The mesenchymal stem cells were injected intrathecally in some rats and intravenously in the others three days after Middle Coronary Artery Occlusion (MCAO) using isoflurane anesthesia. A 1cm incision was made over L3-L5 spinous processes and a neonatal lumbar puncture needed (25 gauge) was inserted into the spinal canal. MSCs (1 × 10^6) was diluted with 20 μl PBS being injected into the CSF over 30 seconds. Intravenously, MSCs (1 × 10^6) was diluted with 700 μl PBS were injected slowly for five minutes via an intravenous cannula situated in the tail vein. The presence and survival of the MSCs in the brain tissue was examined by immunohistochemistry. The rats were examined by their recovery of coordination of movement using both the Rotarod test and the adhesive removal test after the 1st, 2nd, 3rd and 4th week of stroke.

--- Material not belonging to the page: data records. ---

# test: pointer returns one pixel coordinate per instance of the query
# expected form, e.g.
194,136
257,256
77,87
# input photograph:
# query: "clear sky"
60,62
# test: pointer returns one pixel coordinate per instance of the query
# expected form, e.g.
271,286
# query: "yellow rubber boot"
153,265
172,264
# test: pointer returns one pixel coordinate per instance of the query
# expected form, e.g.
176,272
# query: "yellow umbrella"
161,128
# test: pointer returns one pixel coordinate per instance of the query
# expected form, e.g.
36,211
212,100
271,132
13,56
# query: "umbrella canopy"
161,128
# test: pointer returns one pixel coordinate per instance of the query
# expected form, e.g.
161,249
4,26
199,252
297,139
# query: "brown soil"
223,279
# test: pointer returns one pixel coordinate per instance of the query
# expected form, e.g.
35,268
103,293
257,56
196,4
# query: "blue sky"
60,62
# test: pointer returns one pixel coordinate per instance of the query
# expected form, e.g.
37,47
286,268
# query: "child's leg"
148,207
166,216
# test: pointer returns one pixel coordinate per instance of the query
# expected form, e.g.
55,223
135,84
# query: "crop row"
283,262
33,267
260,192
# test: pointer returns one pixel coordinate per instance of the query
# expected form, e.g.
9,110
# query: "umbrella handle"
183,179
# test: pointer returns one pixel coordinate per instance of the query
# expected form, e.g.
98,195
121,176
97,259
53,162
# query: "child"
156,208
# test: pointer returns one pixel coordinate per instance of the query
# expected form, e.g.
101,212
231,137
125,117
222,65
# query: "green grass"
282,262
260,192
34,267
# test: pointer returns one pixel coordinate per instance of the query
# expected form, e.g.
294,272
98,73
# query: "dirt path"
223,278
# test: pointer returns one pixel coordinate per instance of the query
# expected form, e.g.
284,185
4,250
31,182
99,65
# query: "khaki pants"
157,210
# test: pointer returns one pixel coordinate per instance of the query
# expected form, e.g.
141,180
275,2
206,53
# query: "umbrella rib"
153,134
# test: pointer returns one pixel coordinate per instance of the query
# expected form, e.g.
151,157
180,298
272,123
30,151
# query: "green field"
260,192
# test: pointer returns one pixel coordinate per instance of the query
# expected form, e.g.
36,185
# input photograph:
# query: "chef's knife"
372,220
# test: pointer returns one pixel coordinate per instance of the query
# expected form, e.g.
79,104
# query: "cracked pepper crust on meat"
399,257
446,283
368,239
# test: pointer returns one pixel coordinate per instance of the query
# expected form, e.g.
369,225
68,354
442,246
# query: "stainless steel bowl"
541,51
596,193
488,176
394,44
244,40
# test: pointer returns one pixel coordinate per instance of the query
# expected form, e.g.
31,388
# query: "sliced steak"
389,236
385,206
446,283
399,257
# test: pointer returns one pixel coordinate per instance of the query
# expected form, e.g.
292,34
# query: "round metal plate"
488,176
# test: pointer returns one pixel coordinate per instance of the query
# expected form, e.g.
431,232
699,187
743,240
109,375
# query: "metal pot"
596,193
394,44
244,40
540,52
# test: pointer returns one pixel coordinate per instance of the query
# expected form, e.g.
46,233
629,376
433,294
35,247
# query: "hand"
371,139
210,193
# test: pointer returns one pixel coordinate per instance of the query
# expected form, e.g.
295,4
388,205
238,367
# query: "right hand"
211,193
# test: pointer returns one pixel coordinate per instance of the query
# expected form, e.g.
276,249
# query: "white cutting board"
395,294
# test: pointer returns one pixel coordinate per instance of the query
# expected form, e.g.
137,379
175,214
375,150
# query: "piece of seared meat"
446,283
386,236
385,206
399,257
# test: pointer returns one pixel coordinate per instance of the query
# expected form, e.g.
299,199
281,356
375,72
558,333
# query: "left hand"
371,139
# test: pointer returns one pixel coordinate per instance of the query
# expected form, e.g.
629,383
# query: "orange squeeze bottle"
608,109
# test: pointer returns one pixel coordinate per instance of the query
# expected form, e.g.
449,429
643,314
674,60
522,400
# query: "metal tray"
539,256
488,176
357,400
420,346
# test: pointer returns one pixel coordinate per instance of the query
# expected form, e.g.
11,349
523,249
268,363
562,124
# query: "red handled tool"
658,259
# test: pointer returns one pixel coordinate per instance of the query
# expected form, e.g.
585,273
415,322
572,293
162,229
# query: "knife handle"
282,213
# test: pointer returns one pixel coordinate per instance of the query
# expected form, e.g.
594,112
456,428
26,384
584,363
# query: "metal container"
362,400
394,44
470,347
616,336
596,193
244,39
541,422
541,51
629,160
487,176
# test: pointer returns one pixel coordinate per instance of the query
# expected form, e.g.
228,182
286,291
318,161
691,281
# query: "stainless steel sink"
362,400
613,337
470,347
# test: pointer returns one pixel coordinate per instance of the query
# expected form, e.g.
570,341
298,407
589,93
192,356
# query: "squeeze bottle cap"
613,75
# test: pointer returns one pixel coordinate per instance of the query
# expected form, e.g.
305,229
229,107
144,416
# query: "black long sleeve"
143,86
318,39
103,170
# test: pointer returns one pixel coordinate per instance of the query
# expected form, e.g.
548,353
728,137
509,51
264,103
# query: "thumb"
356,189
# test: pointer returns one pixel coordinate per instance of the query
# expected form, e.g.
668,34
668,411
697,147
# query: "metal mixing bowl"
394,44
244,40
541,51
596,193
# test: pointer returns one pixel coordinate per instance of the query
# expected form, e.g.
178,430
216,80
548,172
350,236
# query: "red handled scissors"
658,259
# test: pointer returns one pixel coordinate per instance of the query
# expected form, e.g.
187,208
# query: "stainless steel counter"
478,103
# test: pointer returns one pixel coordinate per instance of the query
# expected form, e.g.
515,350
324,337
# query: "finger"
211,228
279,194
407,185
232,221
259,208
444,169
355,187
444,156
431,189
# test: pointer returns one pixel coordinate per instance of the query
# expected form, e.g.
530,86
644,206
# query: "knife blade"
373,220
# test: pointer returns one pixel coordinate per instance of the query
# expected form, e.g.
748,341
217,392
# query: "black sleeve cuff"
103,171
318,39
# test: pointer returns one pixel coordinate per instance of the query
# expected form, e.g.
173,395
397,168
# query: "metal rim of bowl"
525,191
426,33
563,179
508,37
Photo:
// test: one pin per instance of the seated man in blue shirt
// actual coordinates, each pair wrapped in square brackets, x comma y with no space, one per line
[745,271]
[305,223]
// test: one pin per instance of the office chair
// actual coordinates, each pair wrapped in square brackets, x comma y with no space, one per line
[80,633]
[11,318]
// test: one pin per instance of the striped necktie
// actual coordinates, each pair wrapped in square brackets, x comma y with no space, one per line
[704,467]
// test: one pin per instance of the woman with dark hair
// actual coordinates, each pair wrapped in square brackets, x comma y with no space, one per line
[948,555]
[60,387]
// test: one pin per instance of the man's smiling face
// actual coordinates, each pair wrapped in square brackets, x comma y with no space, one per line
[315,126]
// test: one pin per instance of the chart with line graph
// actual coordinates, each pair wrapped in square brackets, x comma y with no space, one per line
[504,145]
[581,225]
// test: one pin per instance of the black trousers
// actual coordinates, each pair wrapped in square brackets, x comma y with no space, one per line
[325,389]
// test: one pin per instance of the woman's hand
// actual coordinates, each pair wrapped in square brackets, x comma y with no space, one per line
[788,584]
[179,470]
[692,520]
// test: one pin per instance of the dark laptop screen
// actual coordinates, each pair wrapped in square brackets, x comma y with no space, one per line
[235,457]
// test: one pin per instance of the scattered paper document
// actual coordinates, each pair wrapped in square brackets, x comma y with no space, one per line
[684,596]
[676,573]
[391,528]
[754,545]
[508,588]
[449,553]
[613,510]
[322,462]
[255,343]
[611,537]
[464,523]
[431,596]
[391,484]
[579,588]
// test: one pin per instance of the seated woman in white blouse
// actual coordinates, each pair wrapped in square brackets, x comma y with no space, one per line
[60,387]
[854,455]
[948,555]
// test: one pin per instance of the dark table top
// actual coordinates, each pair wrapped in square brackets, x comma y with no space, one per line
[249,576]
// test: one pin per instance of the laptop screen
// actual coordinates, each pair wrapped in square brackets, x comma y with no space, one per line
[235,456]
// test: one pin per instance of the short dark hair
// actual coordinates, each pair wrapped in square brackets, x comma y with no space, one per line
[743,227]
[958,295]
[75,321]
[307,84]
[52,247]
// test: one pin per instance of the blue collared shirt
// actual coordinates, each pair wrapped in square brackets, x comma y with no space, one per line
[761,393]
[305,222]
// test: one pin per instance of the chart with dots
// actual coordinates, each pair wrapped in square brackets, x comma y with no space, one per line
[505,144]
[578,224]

The results indicated that the MSC intrathecally receiving rats had an increased level of migrated cells to the ischemic area compared to the intravenous administration of MSCs. Additionally, many of the cells were expressing the mature neural lineage markers. Overall, the intrathecal administration of MSCs were more effective in reducing ischemic damage, yet proved to be similar to intravenous administration in promoting neurological recovery.

This study thus indicated a potential treatment for cerebral ischemia or neurodengerative disorders due to its ability to recover ischemic damaged tissue.